Today those problems can be corrected, but it might become more difficult as AI agents get more complicated reward functions and work for longer periods of time. The paper suggests that one solution to AI trying to hack its reward function might involve “trip wires;” if triggered, a human would be alerted and could stop the AI. Then again, the AI might “see through” the trip wire and “intentionally avoid it while taking less obvious harmful actions.”
Big red button method
Since AI agents are “unlikely to behave optimally all the time,” Google DeepMind and University of Oxford researchers previously proposed (pdf) a “big red button” method; if a human is supervising an AI agent and catches it continuing “a harmful sequence of actions,” then the human hits the whammy button to stop the harmful action. The AI might attempt to disable the red button so it is not interrupted and still receives its reward; the research paper looks at ways to stop AI from learning how to stop a human from interrupting its actions.
Housecleaning robot is an OpenAI technical goal
Earlier this week, the Elon Musk-backed OpenAI announced that building a reliable housecleaning robot is one of its technical goals. OpenAI doesn’t intend to build actual cleaning robots, but to develop general learning algorithms that will help it build better agents that are more capable according to OpenAI’s metric.
Concrete Problems in AI Safety
Besides avoiding negative side effects – the broken vase scenario – avoiding reward hacking, and ensuring safe exploration – the curious cleaning bot sticking a wet mop into an electrical socket scenario, the researchers behind “Concrete Problems in AI Safety” believe other problems need to be addressed; those include scalable oversight and ensuring AI systems behave robustly in environments that are different from where they were trained.

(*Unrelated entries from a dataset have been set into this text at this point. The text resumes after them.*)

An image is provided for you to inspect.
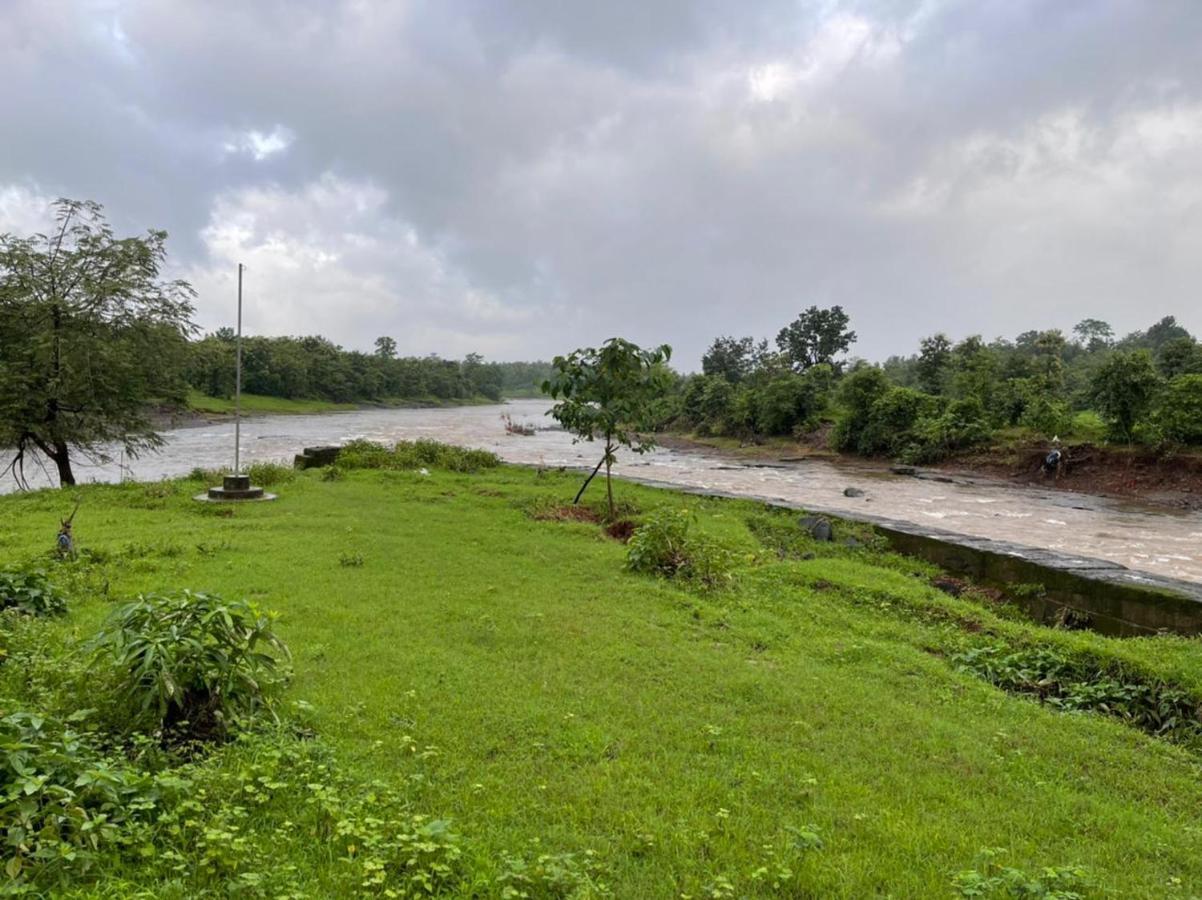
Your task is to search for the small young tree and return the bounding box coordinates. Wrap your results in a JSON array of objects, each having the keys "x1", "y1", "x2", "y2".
[
  {"x1": 1090, "y1": 350, "x2": 1161, "y2": 443},
  {"x1": 0, "y1": 199, "x2": 194, "y2": 484},
  {"x1": 542, "y1": 338, "x2": 672, "y2": 518}
]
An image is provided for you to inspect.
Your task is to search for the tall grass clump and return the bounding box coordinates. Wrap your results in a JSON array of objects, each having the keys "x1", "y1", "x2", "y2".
[
  {"x1": 626, "y1": 508, "x2": 736, "y2": 588},
  {"x1": 94, "y1": 590, "x2": 288, "y2": 743},
  {"x1": 0, "y1": 570, "x2": 67, "y2": 615}
]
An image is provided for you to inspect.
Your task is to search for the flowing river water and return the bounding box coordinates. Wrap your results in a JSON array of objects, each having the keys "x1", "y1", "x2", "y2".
[{"x1": 0, "y1": 400, "x2": 1202, "y2": 583}]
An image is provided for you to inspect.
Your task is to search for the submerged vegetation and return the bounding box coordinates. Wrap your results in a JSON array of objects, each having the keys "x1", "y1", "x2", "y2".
[{"x1": 0, "y1": 442, "x2": 1202, "y2": 898}]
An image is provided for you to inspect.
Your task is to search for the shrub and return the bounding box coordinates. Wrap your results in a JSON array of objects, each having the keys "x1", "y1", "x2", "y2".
[
  {"x1": 1018, "y1": 394, "x2": 1073, "y2": 435},
  {"x1": 338, "y1": 439, "x2": 501, "y2": 472},
  {"x1": 754, "y1": 365, "x2": 832, "y2": 435},
  {"x1": 856, "y1": 387, "x2": 939, "y2": 457},
  {"x1": 831, "y1": 365, "x2": 891, "y2": 451},
  {"x1": 0, "y1": 711, "x2": 167, "y2": 893},
  {"x1": 0, "y1": 571, "x2": 67, "y2": 615},
  {"x1": 93, "y1": 591, "x2": 287, "y2": 743},
  {"x1": 952, "y1": 644, "x2": 1202, "y2": 746},
  {"x1": 626, "y1": 508, "x2": 734, "y2": 588},
  {"x1": 902, "y1": 398, "x2": 989, "y2": 463},
  {"x1": 1089, "y1": 350, "x2": 1161, "y2": 442}
]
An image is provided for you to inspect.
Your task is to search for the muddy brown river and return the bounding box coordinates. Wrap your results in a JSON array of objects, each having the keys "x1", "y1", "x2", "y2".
[{"x1": 7, "y1": 400, "x2": 1202, "y2": 583}]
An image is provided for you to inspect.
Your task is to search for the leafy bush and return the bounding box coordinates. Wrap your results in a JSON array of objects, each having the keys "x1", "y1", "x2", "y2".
[
  {"x1": 1018, "y1": 394, "x2": 1073, "y2": 435},
  {"x1": 856, "y1": 387, "x2": 939, "y2": 457},
  {"x1": 831, "y1": 365, "x2": 891, "y2": 451},
  {"x1": 1089, "y1": 350, "x2": 1161, "y2": 441},
  {"x1": 338, "y1": 439, "x2": 501, "y2": 472},
  {"x1": 626, "y1": 508, "x2": 734, "y2": 588},
  {"x1": 750, "y1": 364, "x2": 834, "y2": 435},
  {"x1": 952, "y1": 644, "x2": 1202, "y2": 746},
  {"x1": 0, "y1": 571, "x2": 67, "y2": 615},
  {"x1": 902, "y1": 398, "x2": 989, "y2": 463},
  {"x1": 93, "y1": 591, "x2": 287, "y2": 741},
  {"x1": 0, "y1": 711, "x2": 167, "y2": 893}
]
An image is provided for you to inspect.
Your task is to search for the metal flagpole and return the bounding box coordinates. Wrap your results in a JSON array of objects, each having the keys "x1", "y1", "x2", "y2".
[{"x1": 233, "y1": 263, "x2": 243, "y2": 475}]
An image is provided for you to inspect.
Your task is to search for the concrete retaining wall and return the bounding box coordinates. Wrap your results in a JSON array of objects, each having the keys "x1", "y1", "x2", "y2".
[{"x1": 629, "y1": 478, "x2": 1202, "y2": 636}]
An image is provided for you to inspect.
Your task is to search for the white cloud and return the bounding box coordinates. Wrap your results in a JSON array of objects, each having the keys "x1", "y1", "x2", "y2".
[
  {"x1": 221, "y1": 125, "x2": 296, "y2": 162},
  {"x1": 185, "y1": 174, "x2": 532, "y2": 356},
  {"x1": 0, "y1": 184, "x2": 55, "y2": 237}
]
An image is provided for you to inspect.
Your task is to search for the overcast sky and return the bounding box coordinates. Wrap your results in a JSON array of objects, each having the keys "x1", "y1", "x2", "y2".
[{"x1": 0, "y1": 0, "x2": 1202, "y2": 369}]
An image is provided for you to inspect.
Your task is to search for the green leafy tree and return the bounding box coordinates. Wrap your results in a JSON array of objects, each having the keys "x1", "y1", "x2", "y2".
[
  {"x1": 701, "y1": 338, "x2": 768, "y2": 385},
  {"x1": 1143, "y1": 316, "x2": 1191, "y2": 351},
  {"x1": 1090, "y1": 350, "x2": 1161, "y2": 443},
  {"x1": 1156, "y1": 375, "x2": 1202, "y2": 445},
  {"x1": 1072, "y1": 318, "x2": 1114, "y2": 353},
  {"x1": 1156, "y1": 338, "x2": 1202, "y2": 379},
  {"x1": 542, "y1": 338, "x2": 672, "y2": 518},
  {"x1": 831, "y1": 365, "x2": 893, "y2": 452},
  {"x1": 375, "y1": 335, "x2": 397, "y2": 359},
  {"x1": 776, "y1": 306, "x2": 856, "y2": 371},
  {"x1": 0, "y1": 199, "x2": 194, "y2": 484}
]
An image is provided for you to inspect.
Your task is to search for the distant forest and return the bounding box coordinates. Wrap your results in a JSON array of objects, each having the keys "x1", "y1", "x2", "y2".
[{"x1": 185, "y1": 328, "x2": 551, "y2": 403}]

The researchers concluded:
With the realistic possibility of machine learning-based systems controlling industrial processes, health-related systems, and other mission-critical technology, small-scale accidents seem like a very concrete threat, and are critical to prevent both intrinsically and because such accidents could cause a justified loss of trust in automated systems. The risk of larger accidents is more difficult to gauge, but we believe it is worthwhile and prudent to develop a principled and forward-looking approach to safety that continues to remain relevant as autonomous systems become more powerful.